Akstyr brushed a few snowflakes out of his spiky ridge of hair-it was green this week. “A challenge? That means a whole lot of injury and death with absolutely no pay, right?”

“There may be some pay.” Amaranthe watched his face as she spoke, expecting a sullen expression and a threat to leave for the Kyatt Islands, the one place he believed he could study the mental sciences in peace.

Akstyr only said, “Ah,” with resignation hunching his shoulders as he dipped his hands into his pockets.

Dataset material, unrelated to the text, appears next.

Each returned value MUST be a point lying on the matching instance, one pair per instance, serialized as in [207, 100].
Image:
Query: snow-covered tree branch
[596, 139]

Books lifted his head from an open journal long enough to say, “That’s not precisely the dictionary definition,” before his gaze was inevitably dragged back downward. The book-stuffed rucksack hanging from his shoulders must have weighed close to a hundred pounds. Amaranthe wondered if he’d ever thanked Sicarius for the months of arduous training that allowed him to carry such a load. Probably not.

“Where to first, boss?” Maldynado asked. He and Yara stood a few paces away, not quite touching but standing shoulder-to-shoulder in a pose that said, “Yes, we are a we now, thank you very much.”

Amaranthe wished she could get Sicarius to stand next to her that way, when there were actual witnesses looking on, but that would probably have to wait until they were finished here and the fate of the empire had been resolved. One way or another. She glanced at Sespian, who’d been in the middle of a sign-language conversation with Basilard when she walked up. They’d stopped and waited attentively.

“Well,” Amaranthe replied, meeting everyone’s eyes before she continued, “as I’ve warned a few of you, I have a plan.”

“That’s why everyone is watching you with looks of concern,” Yara said, her voice still gruff and no-nonsense despite whatever cuddliness Maldynado might have drawn out in private.